Is Snapchat Dysmorphia a Real Issue?” asked researchers. Studies showed the answer was “yes” again and again. A subset of body dysmorphia (the condition in which individuals become obsessed with a slight or non-existent defect in their appearance), Snapchat Dysmorphia may be unduly influencing younger and younger individuals to seek unachievable personal enhancement results with cosmetic surgery.

The quest for unnatural perfection, warns Everyday Health in its article Snapchat Dysmorphia’: Is the Stress of Social Media Driving Teens to Plastic Surgery? “is seeping from our phones and invading our real lives.” That’s not good and this is why…

Selfies vs.
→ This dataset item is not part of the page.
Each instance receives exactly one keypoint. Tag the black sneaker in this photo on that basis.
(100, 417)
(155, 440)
Cosmetic Surgery: No Contest, You Lose

Online, selfie filters can be used to “cosmetically enhance” your face by

  • Altering skin tone
  • Softening fine lines and wrinkles
  • Modifying the size and shape of the eyes
  • Changing the size and shape of the lips
  • Contouring cheeks

Offline, we are lucky to live in a world where a tremendous number of surgical procedures and non-surgical treatments can be used to address these same aesthetic concerns:

Here’s the problem: even the most intricate surgical procedures performed by the most talented practitioners combined with the most advanced non-invasive treatments, cannot achieve the perfection of selfie filters. In real life, aesthetic alterations must be made in conjunction with a patient’s real-life physiology and bone structure, not a digital image.

Patients who visit cosmetic surgery practices and medispas should not confuse their destinations with Hogwarts. Surgeons and injectors are not wizards. They are aesthetic experts, however, and they are genuinely interested in helping you achieve your make-over goals. Talk to them. Listen to them. It’s your best defence against SnapChat Dysmorphia.